El agotamiento de las recetas económicas aplicadas en Argentina no tiene parangón. Este es el momento exacto para que surjan nuevas ideas, nuevas formas de utilizar las herramientas de la economía y de la política, explorar nuevos métodos para eliminar el corrupto sistema de subsidios y favorecer con solvencia las necesidades de la asistencia social. Hace falta mayor valentía para poner en marcha el aparato productivo nacional sin distinciones idiotas de “clases sociales”, y adoptar una fuerte decisión de impulsar la industria, los servicios y las Pymes para crear millones de nuevos empleos de cara a la revolución tecnológica que está pasando por encima del alicaído país.  

Pero eso requiere con anterioridad determinar qué clase de Estado necesitan los argentinos; ya no el que quieren, sino el que necesitan.

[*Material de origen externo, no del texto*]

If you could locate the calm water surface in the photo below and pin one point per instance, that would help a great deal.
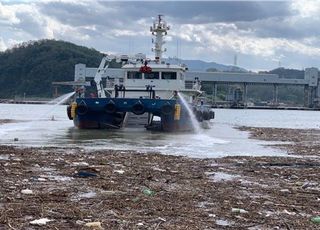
(48, 125)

El Estado prebendario llegó a su fin por extralimitación de una banda de avivados que distribuyen riqueza “por izquierda”, pero viven como liberales “por derecha”. La exageración en materia de subsidios para cubrir los enormes agujeros de la  

pobreza ha llevado al país a otro agotamiento feroz: el de las arcas del gobierno. Y solo porque navegan las aguas de una interna imparable comienzan a darse cuenta que el prebendarismo populista es imposible de sostener cuando la plata se acaba, y por ende, tampoco se puede gobernar.  

“Si no llegamos al gobierno para transformar, es mejor quedarse en la casa”, dijo la vicepresidenta Cristina Fernández. Lo de la transformación siempre fue un simple eufemismo, pero lo de quedarse en casa alienta los agradecimientos de la mitad de la población.  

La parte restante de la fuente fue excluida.